There is nothing neutral about ongoing secular neglect of Australia’s growing religious diversity, a leading Australian sociologist of religion said last week in the wake of the 2016 census.
Monash’ emeritus professor and chair of UNESCO’s Intercultural and Interreligious Relations for Asia Pacific Prof Gary Bouma told The Catholic Weekly that contrary to the claims of atheists, Australia was becoming more diverse in its beliefs, not less religious.
Prof Bouma, also an Anglican priest, predicted that in the 2016 census, Buddhists would for the first time outnumber Presbyterians, and Sikhs would probably outnumber Jews.
He also predicted that the rise of so-called ‘nones’ – of people who list themselves as being of no religion – would continue, but rejected the idea that that equated to a rise in atheism.
Nones were “allergic to organisation” but had not rejected or abandoned the search for spiritual meaning in their rejection mainstream, organised religions.
“Australia isn’t as allergic to the religious as they are to the anti-religious,” Prof Bouma said.

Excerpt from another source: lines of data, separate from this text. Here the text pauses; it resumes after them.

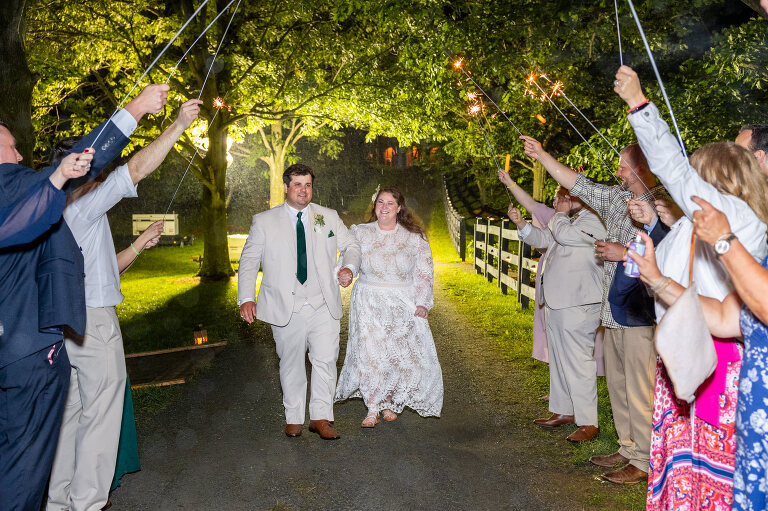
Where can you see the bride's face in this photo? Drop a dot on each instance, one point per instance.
(387, 208)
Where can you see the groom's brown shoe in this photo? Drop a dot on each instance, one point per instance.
(293, 430)
(324, 429)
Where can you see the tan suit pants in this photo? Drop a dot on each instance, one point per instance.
(84, 464)
(630, 368)
(572, 366)
(314, 331)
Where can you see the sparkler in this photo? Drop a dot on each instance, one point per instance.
(178, 33)
(544, 94)
(561, 92)
(458, 64)
(218, 103)
(658, 78)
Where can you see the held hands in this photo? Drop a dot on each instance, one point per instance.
(150, 237)
(345, 277)
(248, 311)
(151, 101)
(188, 113)
(609, 251)
(649, 270)
(532, 147)
(709, 223)
(641, 211)
(668, 211)
(627, 86)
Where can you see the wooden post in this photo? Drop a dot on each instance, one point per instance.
(503, 264)
(487, 255)
(478, 269)
(525, 275)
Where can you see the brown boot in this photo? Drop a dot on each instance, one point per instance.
(609, 460)
(628, 474)
(324, 429)
(556, 420)
(293, 430)
(584, 434)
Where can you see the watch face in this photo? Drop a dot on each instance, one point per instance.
(722, 246)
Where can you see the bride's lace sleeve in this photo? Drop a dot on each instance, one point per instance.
(423, 273)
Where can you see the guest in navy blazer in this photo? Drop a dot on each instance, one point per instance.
(41, 294)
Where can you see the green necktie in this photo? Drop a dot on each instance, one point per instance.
(301, 251)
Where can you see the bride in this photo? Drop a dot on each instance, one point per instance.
(391, 361)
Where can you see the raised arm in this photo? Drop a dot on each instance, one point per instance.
(562, 174)
(147, 239)
(749, 278)
(148, 159)
(722, 317)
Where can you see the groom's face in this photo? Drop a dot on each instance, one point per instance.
(298, 193)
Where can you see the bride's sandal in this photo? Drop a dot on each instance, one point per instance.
(370, 421)
(388, 415)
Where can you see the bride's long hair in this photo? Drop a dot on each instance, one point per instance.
(405, 217)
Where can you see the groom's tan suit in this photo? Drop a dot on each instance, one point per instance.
(303, 316)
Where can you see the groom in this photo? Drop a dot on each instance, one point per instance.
(295, 244)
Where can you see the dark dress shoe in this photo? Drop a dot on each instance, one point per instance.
(324, 429)
(293, 430)
(584, 434)
(609, 460)
(628, 474)
(556, 420)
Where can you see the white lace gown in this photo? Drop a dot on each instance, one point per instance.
(391, 361)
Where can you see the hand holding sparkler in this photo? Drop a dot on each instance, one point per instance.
(627, 86)
(532, 147)
(188, 113)
(642, 211)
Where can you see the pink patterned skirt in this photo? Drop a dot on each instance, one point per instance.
(692, 473)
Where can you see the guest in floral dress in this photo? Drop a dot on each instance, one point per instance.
(391, 360)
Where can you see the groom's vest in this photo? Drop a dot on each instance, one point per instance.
(310, 291)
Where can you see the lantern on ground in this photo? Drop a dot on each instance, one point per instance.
(201, 335)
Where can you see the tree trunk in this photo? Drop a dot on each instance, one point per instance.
(16, 80)
(216, 265)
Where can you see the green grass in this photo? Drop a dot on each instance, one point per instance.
(511, 327)
(164, 302)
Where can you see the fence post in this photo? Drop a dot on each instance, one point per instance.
(503, 264)
(477, 238)
(525, 275)
(488, 276)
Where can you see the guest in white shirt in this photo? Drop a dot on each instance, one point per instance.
(87, 448)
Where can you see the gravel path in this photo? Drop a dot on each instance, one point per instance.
(221, 445)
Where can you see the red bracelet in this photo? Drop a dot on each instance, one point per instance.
(634, 108)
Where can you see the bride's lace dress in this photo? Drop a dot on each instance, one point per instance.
(391, 361)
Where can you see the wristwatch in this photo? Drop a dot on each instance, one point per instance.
(723, 243)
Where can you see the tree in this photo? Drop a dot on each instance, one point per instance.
(16, 79)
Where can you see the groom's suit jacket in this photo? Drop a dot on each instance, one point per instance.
(271, 245)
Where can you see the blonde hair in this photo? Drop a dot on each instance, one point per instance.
(734, 170)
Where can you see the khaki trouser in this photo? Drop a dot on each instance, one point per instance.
(572, 366)
(316, 331)
(630, 368)
(90, 430)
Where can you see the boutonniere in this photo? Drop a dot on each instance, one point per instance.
(319, 223)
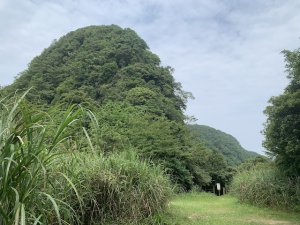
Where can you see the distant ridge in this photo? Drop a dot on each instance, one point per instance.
(221, 142)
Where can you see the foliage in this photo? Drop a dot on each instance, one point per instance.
(221, 142)
(265, 185)
(119, 188)
(47, 178)
(282, 129)
(258, 161)
(111, 71)
(26, 156)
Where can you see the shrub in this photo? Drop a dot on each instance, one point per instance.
(267, 186)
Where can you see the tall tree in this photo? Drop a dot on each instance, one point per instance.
(282, 128)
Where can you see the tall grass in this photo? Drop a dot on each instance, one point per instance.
(46, 178)
(25, 158)
(267, 186)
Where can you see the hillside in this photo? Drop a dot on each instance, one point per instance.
(136, 101)
(222, 142)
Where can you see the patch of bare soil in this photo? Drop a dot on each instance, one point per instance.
(196, 216)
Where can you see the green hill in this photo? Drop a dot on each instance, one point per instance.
(222, 142)
(136, 101)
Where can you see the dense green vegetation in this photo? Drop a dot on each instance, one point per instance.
(93, 132)
(111, 71)
(221, 142)
(282, 129)
(120, 140)
(277, 184)
(47, 178)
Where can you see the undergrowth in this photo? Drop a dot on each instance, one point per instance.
(267, 186)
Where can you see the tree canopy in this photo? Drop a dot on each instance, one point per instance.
(282, 128)
(221, 142)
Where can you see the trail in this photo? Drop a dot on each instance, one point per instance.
(200, 209)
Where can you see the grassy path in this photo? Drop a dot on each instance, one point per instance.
(200, 209)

“Atheists were fewer than 100,000 (in the 2011 census) – they had to write it in – and were a few more than Jedi.
“That’s the level of interest in being atheist.
“I wish we had a category of ‘spiritual but not religious’. That’s a very applicable category.
“In the United States, (the Pew Research Forum) has done mapping showing the decline of religion, but in terms of awe, wonder, ethical reflection, wondering about the meaning of life, volunteering – they remain throughout the cohorts.”
The idea of an areligious, ‘neutral’ civic space was not up to the task, he said, when it came to better reflection Australia’s religious diversity in its cultural, political, and economic institutions.
“There is no such thing as neutral; we don’t have a neutral society. We don’t have that in a fit.
“Diversity and harmony are required, and harmony requires some effort.”
While institutions such as the media showed little sign of becoming more reflective of the religious diversity of the populace, there were signs that some practices were changing to meet the needs of a changing people.
Prof Bouma said that, in his view, Federation Square in Melbourne was the most accommodating space to religious diversity, with thousands of Buddhists congregating in the space each years.
“There are Christian events (too). I just think the Christians are shy,” Prof Bouma said.
He also gave the example of the Rod Laver arena being used in 2001 for a public interfaith event in the wake of the September 11 attacks, as an alternative to the traditional Anglican or Catholic cathedrals, with each groups receiving the same time allocation in leading the service.
Popular concern about Muslims taking over large swathes of cities remained spurious, he said, based on census data showing there were no postcodes in Australia with a Muslim population greater than 25 per cent.
Regional cities and towns in Victoria were leading the way in embracing diversity – both ethnic and religious – particularly in Bendigo, where the “wonderful organisation” Believing in Bendigo promoted the celebration of religious diversity and not its privatisation.
In the 2011 census, there was an increase in the number of people not reporting a Christian faith, from 36.1 per cent in 2006 to 38.9 per cent.